Si los colegios o institutos eligen manuales más caros que las cantidades estipuladas, serán los padres los que abonen la diferencia. En caso contrario, si se opta por manuales más baratos, el dinero sobrante lo utilizarán los centros para comprar enciclopedias, diccionarios o material de consulta. Estos datos se desprenden del borrador del reglamento que ha elaborado Educación.
La Administración educativa ha comunicado a los centros las opciones que pueden seguir para adquirir los textos. Los colegios o institutos deben responder antes del lunes, 30 de junio, cuál han elegido. Los centros pueden emitir un bono-libro que entregarán a los padres para que adquieran los manuales en las librerías o grandes superficies. Después, Educación pagará a las librerías. Otra fórmula consiste en utilizar los servicios de una empresa colaboradora, la firma Cheque-Dejeuner, (que emite los bono-libros y los entrega a los centros) y después entrega las facturas de las librerías a Educación. El último procedimiento sería la gestión directa de los propios centros. En este caso, los colegios o institutos comprarán directamente los libros en una o varias librerías y los entregarán a los alumnos.

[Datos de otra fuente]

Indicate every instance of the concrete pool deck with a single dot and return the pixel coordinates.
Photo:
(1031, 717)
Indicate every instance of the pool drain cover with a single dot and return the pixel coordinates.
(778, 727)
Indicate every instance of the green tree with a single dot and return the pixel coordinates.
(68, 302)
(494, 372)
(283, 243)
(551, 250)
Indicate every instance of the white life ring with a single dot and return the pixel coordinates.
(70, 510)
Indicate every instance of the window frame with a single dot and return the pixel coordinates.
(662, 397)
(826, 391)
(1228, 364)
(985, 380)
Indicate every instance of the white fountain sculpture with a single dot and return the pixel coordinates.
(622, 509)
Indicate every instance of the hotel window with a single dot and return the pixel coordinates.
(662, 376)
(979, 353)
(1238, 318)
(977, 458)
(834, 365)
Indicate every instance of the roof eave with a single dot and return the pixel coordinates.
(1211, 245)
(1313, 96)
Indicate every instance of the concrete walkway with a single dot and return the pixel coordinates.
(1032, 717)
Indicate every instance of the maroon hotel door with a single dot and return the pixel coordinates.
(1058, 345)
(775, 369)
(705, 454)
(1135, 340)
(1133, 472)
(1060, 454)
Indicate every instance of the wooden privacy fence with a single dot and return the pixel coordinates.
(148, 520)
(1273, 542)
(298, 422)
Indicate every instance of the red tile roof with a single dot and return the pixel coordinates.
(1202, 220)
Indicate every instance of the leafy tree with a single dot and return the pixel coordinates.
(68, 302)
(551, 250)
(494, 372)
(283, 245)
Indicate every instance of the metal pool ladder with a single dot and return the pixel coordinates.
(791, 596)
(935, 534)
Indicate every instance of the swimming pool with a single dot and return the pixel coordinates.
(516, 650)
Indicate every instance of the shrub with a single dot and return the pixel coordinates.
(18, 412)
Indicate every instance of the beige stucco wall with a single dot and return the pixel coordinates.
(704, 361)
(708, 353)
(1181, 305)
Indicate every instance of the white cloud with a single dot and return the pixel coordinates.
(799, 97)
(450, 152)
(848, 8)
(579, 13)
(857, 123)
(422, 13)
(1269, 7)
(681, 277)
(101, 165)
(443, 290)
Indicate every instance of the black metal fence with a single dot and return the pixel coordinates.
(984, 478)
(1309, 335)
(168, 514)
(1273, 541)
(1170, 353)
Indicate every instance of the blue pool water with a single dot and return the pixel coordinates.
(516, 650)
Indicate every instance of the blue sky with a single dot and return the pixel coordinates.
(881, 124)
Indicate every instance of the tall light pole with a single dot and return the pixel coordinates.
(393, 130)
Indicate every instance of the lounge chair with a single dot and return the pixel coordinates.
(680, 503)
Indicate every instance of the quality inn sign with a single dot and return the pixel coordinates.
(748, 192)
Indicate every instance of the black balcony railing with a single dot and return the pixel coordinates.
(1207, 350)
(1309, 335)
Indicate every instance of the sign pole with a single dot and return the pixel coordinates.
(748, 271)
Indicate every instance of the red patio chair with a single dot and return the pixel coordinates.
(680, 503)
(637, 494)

Esta última es la opción más cómoda para las familias que no tienen que preocuparse de nada. Educación abonará el importe a los centros (primero el 80% y más adelante, el 20%).

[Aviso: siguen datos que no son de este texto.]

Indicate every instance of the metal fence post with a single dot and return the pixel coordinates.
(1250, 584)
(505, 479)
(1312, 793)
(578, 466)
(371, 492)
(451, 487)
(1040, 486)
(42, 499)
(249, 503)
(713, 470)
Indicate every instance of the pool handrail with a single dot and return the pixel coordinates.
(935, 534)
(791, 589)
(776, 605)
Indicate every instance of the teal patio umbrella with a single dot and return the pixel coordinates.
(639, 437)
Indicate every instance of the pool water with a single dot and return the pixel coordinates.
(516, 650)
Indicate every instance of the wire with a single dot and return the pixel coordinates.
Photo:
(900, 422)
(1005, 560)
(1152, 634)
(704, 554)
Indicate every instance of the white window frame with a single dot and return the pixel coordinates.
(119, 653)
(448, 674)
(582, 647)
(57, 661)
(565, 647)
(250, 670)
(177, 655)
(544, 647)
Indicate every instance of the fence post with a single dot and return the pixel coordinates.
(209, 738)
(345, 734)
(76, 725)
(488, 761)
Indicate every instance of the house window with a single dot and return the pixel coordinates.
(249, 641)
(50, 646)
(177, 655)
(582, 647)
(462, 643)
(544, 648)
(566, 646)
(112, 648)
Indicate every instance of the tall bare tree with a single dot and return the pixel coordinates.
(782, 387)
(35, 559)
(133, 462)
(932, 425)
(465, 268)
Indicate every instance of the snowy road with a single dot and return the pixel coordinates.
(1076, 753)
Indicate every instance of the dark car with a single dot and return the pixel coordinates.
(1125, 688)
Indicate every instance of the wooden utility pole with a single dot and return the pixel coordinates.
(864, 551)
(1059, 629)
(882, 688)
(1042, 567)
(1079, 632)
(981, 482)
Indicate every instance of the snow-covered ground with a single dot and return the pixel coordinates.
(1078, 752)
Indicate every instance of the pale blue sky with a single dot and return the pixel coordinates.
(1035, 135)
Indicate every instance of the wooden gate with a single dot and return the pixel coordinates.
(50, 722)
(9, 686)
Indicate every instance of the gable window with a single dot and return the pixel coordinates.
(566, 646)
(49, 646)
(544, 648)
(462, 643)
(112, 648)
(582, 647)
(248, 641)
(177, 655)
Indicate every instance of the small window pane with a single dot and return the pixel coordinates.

Los centros deben informar al departamento de Educación de qué libros han elegido. La Administración sabrá así cuáles se incluyen en la gratuidad y cuáles no. Los cuadernos y libros de fichas en los que se tiene que escribir no entran porque no son reutilizables. Estos materiales deben pagarlos los padres.
Cuidar el material
Los centros públicos y concertados consultados han elegido las diferentes opciones propuestas por Educación. "Hay colegios que prefieren la gestión directa y otros que optan por los bono-libros", apuntaba ayer Iñaki Iraizoz, de ANEG (Asociación Navarra de Educación y Gestión), la patronal mayoritaria en la red concertada que agrupa a centros de órdenes religiosas. Una opinión similar sostenía el presidente de la Asociación de directores de colegios públicos de castellano e inglés (ADIPNA), Juan Carlos Turumbay. "La elección depende de los centros. En el nuestro hemos elegido la gestión directa. Compraremos los libros en una o varias librerías y los repartiremos a los alumnos", dice Turumbay, que es el director del colegio público San Miguel de Noáin. Los centros quieren transmitir a sus alumnos la idea de que deben cuidar el material escolar porque no es propio. "Hay que ir inculcando ese valor. Los libros no son suyos y deben conservarlos bien para que los utilicen otros", concluye.